Malware Analysis
Running Malware Analysis Benchmark
Make sure that you run:
git submodule add https://github.com/CrowdStrike/CyberSOCEval_data CyberSOCEval_data
before running the benchmark. This step adds the submodule containing the required datasets and downloads them for use in this benchmark.
Note: You only need to run this command once. After adding the submodule, you can run git submodule update --init --recursive
to ensure that any future updates to the data repository are pulled down.
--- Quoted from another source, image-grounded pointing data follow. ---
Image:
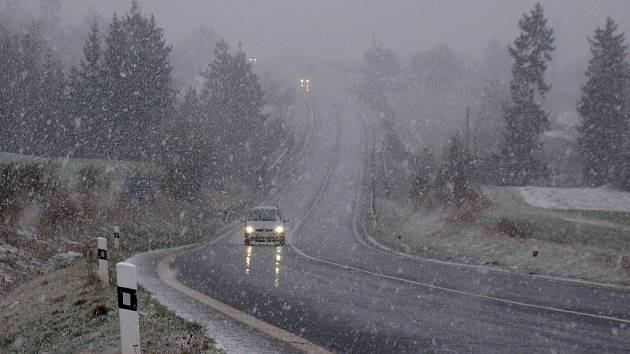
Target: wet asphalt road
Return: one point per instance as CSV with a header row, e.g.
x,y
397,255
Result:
x,y
331,288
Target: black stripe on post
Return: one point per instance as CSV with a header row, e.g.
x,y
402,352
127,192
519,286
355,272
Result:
x,y
127,299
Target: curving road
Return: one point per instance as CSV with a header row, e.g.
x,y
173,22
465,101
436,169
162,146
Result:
x,y
334,289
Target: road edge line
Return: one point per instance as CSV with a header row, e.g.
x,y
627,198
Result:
x,y
300,343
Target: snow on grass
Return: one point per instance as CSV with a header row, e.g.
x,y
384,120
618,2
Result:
x,y
601,198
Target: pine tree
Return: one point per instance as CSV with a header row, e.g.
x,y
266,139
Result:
x,y
602,106
9,78
234,100
87,93
525,119
382,66
188,151
454,180
137,81
54,125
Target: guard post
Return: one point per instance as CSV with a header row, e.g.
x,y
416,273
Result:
x,y
128,308
103,273
116,237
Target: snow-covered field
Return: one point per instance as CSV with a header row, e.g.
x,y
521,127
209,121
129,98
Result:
x,y
601,198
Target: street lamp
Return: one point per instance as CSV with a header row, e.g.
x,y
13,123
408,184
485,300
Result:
x,y
305,84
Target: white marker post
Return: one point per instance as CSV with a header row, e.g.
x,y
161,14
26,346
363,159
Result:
x,y
116,237
103,273
128,308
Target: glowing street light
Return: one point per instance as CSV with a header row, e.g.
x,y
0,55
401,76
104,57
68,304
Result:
x,y
305,84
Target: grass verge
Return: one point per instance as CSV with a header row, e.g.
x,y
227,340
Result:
x,y
67,311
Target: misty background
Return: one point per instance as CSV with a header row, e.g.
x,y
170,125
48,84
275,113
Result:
x,y
406,26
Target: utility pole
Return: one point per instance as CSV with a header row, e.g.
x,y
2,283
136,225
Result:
x,y
468,128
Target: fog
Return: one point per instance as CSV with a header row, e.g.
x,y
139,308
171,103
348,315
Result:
x,y
289,27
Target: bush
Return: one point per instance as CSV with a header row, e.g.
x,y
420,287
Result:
x,y
512,229
90,180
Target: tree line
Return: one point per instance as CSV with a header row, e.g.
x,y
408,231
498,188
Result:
x,y
119,102
514,110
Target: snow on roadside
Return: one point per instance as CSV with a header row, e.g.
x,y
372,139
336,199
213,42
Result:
x,y
602,198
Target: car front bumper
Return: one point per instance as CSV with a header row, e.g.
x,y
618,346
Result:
x,y
264,237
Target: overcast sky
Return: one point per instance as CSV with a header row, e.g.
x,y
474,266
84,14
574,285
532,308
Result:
x,y
311,27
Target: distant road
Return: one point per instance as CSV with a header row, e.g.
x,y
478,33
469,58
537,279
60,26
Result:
x,y
331,288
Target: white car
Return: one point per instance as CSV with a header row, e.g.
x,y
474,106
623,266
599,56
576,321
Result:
x,y
264,224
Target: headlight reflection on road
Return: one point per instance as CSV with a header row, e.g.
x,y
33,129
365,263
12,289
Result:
x,y
276,279
275,258
248,259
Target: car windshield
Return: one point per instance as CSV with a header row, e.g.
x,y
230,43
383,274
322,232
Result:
x,y
264,215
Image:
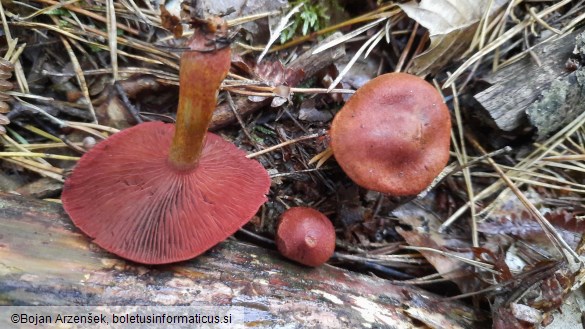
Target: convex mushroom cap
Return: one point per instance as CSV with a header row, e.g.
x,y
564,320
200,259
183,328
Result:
x,y
393,135
306,236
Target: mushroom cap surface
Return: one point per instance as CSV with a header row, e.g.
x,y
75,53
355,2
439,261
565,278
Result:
x,y
393,135
305,235
125,196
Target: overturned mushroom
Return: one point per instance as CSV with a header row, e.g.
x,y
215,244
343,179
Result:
x,y
393,135
159,193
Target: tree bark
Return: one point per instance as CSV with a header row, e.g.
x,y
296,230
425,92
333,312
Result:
x,y
544,95
45,260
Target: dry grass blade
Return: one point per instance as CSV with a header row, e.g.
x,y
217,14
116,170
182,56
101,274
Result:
x,y
478,264
519,28
347,36
283,144
372,40
80,78
278,30
112,38
570,255
90,14
461,152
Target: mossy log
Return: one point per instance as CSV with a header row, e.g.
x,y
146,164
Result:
x,y
45,260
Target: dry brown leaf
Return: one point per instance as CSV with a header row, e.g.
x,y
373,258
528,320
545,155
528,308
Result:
x,y
451,24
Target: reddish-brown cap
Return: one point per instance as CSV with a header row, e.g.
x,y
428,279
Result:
x,y
393,135
125,196
305,235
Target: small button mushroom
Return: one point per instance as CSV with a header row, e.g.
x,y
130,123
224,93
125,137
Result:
x,y
393,135
306,236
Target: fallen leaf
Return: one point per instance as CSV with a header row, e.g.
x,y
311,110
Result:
x,y
424,233
451,24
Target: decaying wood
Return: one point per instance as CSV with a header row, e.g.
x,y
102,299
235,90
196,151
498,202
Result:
x,y
310,64
44,260
526,87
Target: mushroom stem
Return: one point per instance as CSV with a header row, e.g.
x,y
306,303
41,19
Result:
x,y
202,69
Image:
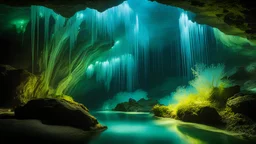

Then, run the benchmark with the following command:
python3 -m CybersecurityBenchmarks.benchmark.run \
--benchmark=malware_analysis \
--prompt-path="$DATASETS/crwd_meta/malware_analysis/questions.json" \
--response-path="$DATASETS/crwd_meta/malware_analysis/responses.json" \
--judge-response-path="$DATASETS/crwd_meta/malware_analysis/judge_responses.json" \
--stat-path="$DATASETS/crwd_meta/malware_analysis/stats.json" \
--llm-under-test=<SPECIFICATION_1> --llm-under-test=<SPECIFICATION_2> ...
[--truncate-input] [--run-llm-in-parallel]
If you are running this over a model with a smaller context window than 128k tokens, we suggest using the --truncate-input flag which will filter out some fields from the Hybrid analysis report and truncate values of other fields. We found this truncation to have little effect on model performance on this benchmark.
Results:
Once the benchmarks have run, the evaluations of each model across each language
will be available under the stat_path
:
Malware Analysis Results
Output stats will appear in a json according to the following structure:
"model_name": {
"stat_per_model": {
"avg_score": ...,
"total_score": ...,
"correct_mc_count": ...,
"incorrect_mc_count": ...,
"response_parsing_error_count": ...,
"correct_mc_pct": ...
},
"stat_per_model_per_topic": {
"Risk Assessment": {
"avg_score": ...,
...
},
"stat_per_model_per_difficulty": {
"medium": {
"avg_score": ...,
...
},
"stat_per_model_per_attack": {
"infostealers": {
"avg_score": ...,
...
}
}
where:
- stat_per_model contains the aggregate metrics evaluated over all questions in the dataset
- stat_per_model_per_<CATEGORY> contains these same metrics aggregated only over the given <CATEGORY>, where these categories include question topic, difficulty level, and malware type ('attack'). Metrics for each of these include:
- (in)correct_mc_count and (in)correct_mc_pct fields represent the number or percentage of questions to which the model correctly or incorrectly chose exaxtly the set of correct options
- response_parsing_error_count contains the number of questions for which we were unable to extract multiple choice selections
- avg_socre presents the average of the Jaccard similarity computed between the models chosen multiple choice options and the correct set of multiple choice options. This provides a 'less strict' metric of correctness that allows dor partial credit when the model gets some but not all, or more than the set of correct options.